Transfer rule fallout may help home care
Transfer rule fallout may help home care
And patients could benefit, too, one provider says
Although hospitals are bracing for what in all likelihood will prove to be significant cuts in Medicare reimbursement payments, for once home health agencies aren't anticipating a major fallout.
As of Oct. 1, 1998, as set out by the Balanced Budget Act of 1997, the ways in which some discharges are viewed will change. Depending on whether a patient falls into the category of one of 10 pre-determined DRGs (see box, p. 155), what were once considered discharges will now be labeled transfers, and Medicare reimbursements will change accordingly.
Hospitals will no longer be reimbursed on a per-patient basis. Instead, Medicare will compensate hospitals on a per-diem basis, offering twice the going rate for the patient's first day of hospital stay since that is where the lion's share of costs enter in. Whereas up until now, because hospitals were allowed to keep whatever portion of the Medicare reimbursement that didn't go toward patient care, they had a strong incentive to discharge patients to post-hospital care facilities, including home health agencies, as quickly as possible. Now, all that is about to change, especially for hospitals owning home health agencies.
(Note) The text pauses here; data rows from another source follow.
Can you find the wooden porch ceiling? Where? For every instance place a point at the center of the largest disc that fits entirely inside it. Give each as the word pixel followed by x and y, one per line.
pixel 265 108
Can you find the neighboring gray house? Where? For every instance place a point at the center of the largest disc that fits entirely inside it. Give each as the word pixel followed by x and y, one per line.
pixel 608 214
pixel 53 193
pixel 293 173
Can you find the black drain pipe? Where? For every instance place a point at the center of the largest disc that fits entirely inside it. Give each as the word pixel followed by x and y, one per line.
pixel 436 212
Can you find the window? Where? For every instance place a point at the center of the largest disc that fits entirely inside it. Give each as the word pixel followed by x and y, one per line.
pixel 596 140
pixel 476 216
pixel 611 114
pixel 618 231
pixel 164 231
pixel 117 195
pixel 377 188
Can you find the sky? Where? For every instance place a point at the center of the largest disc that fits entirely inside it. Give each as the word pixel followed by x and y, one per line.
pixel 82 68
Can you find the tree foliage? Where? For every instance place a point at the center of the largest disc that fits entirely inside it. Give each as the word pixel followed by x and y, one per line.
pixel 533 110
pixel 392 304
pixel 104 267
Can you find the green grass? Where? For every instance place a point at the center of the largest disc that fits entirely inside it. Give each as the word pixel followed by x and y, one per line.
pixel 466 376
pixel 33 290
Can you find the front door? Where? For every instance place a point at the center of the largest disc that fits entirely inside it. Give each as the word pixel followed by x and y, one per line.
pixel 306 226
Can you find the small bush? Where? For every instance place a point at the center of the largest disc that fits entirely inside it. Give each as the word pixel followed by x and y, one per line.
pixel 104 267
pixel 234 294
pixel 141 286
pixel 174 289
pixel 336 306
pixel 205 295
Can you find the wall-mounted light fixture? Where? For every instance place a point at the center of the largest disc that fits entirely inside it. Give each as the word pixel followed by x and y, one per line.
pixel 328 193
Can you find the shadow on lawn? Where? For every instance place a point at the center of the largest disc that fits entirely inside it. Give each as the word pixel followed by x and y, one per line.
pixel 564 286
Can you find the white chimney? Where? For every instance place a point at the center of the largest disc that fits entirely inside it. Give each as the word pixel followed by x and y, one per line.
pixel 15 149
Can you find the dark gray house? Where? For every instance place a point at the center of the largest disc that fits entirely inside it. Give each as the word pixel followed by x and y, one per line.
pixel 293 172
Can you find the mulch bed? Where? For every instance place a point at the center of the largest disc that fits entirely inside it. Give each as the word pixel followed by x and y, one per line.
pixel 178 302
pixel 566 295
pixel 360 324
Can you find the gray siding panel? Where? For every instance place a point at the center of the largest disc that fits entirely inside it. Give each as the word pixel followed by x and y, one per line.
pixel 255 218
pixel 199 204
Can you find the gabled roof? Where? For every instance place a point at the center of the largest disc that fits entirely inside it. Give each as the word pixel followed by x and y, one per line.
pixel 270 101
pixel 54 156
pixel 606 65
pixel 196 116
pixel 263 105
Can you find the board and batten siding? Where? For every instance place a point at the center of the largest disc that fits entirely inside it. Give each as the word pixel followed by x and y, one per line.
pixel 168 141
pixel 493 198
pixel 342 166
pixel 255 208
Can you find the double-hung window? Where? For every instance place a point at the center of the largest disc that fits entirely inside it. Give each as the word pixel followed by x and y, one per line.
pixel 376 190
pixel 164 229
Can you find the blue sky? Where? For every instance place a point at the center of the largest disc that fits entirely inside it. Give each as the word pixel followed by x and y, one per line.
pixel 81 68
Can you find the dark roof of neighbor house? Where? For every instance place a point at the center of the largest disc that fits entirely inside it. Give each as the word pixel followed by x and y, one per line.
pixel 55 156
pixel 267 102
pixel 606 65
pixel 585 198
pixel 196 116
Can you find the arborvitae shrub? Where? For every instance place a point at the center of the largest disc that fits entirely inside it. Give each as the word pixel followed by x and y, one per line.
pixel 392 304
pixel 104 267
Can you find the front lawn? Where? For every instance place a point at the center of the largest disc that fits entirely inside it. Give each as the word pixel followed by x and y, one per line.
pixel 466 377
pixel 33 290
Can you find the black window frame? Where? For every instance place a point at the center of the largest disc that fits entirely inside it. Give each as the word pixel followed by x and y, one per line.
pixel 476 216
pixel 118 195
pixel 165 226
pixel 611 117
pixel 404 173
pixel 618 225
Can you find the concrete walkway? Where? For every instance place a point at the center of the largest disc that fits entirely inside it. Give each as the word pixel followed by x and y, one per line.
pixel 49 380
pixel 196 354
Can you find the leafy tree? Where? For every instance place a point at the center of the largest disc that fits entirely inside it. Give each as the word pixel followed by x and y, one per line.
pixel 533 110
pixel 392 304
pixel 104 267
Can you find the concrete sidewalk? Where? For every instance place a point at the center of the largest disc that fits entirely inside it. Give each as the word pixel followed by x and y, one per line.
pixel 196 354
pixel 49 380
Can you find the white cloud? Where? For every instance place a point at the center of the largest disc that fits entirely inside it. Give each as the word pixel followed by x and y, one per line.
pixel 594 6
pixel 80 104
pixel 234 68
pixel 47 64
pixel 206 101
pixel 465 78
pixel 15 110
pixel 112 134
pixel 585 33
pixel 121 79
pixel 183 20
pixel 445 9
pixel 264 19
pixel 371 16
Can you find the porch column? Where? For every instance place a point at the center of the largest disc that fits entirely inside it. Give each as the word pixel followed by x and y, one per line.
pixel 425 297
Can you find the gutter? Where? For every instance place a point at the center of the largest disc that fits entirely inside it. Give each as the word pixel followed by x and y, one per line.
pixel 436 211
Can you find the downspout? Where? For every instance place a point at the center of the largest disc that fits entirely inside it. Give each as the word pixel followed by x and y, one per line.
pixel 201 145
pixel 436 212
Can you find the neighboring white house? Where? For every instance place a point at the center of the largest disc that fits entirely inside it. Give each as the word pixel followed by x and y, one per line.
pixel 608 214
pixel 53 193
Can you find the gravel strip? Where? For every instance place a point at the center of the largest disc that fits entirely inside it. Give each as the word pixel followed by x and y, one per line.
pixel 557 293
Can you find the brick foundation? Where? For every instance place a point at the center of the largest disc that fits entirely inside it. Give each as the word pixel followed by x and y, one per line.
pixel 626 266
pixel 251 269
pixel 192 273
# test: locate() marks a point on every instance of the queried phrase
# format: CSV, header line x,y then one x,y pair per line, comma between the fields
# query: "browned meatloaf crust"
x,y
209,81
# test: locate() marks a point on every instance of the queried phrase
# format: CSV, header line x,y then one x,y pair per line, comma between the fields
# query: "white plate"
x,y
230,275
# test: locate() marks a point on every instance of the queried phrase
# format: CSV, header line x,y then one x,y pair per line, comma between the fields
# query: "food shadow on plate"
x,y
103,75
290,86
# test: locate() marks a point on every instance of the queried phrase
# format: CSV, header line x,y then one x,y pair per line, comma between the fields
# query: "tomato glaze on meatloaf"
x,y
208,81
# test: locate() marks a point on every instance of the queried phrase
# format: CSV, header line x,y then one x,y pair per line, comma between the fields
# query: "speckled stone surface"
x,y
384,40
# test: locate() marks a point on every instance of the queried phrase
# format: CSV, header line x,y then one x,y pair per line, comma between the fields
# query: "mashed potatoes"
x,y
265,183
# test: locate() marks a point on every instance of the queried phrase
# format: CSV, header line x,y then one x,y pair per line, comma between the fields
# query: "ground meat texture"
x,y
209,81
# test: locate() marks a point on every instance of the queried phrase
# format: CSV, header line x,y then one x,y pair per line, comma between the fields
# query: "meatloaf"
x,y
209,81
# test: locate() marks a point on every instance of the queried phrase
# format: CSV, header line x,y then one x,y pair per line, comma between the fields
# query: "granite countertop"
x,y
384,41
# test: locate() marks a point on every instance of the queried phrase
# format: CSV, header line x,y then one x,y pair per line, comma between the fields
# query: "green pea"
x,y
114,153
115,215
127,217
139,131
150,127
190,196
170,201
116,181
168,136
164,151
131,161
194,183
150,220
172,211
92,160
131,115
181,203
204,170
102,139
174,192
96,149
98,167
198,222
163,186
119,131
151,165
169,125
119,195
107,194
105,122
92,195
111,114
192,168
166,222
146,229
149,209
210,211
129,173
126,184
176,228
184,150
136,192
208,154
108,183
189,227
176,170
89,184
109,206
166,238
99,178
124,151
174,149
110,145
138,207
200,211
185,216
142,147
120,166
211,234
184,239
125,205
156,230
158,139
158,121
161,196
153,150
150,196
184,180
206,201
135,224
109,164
The Department of Health and Human Services' Office of the Inspector General (OIG) conducted a study, examining 120 hospitals and six DRGs comparing average lengths of stays within each category. The results, which were released in August, show that hospitals owning home health agencies reported average lengths of patient stays to be six days, a day less than those reported by hospitals not owning a home health agency.
These results were found to be true regardless of whether the hospital referred a patient to its own agency or an independent one. Moreover, within the DRGs examined by the OIG, patients that qualified as DRG 148 (bowel procedures), DRG 209 (joint replacements), and DRG 88 (chronic obstructive pulmonary disease) experienced significantly shorter stays - four days in the case of bowel procedures and one day for either of the latter two.
With new regulations in effect, hospitals, particularly those with home health agencies, are likely to feel the pinch while home health agencies may get by unscathed. "This really won't affect home care because we will still be paid the usual rate. It's only the hospitals that will be hurt," says Lorraine Waters, BSN, C, MA, director of Southern Home Care in Jeffersonville, IN.
Hospitals, she explains, "will have less incentive to push patients out sooner, and that might not be a bad thing." The way Waters sees it, this could give patients more time to recuperate and adjust, as well as making home health agency workers' jobs a little easier.
"Sometimes we see discharges done on the spur of the moment," she says. "Not that the patient isn't ready to leave, but we tend to get a lot of discharges over the weekend and so we get a lot of patients we've never heard of before coming in late on a Friday afternoon. It makes it difficult for the patients to transition well from hospital to home if we don't really know anything about them."
Under previous rules, says Waters, discharged patients couldn't be seen by a home health care provider until three days after leaving the hospital in order to maintain the discharge status - a situation, she says, that often failed the patient. Now, a decision as to whether a patient will receive home health care must be made within three days of admission.
"Discharge planners will bear the brunt of things, not home health agencies, because we'll take patients referred to us like always. The additional paperwork probably won't be a big thing for them, but they will need to know the midpoint of these DRG groups and arrange care appropriately. Perhaps this will make discharge planning more thorough," she says.
Conceivably, by keeping patients under hospital care longer, some agencies will experience a decrease in case loads. Wound care, which can be taught to patients and family members alike, is a potential example. However, Waters doesn't foresee any major changes. "I'd like to say hospitals will beef up patient teaching activities, but typically they just don't have the time to do that," she says. "Even if they're kept a few days after surgery, the patients will still be groggy and won't be able to learn, and next thing you know, they're discharged."
Exactly how the reimbursement changes pans out for hospitals remains to be seen. But for the time being, it seems that home health care agencies may have one less thing to worry about.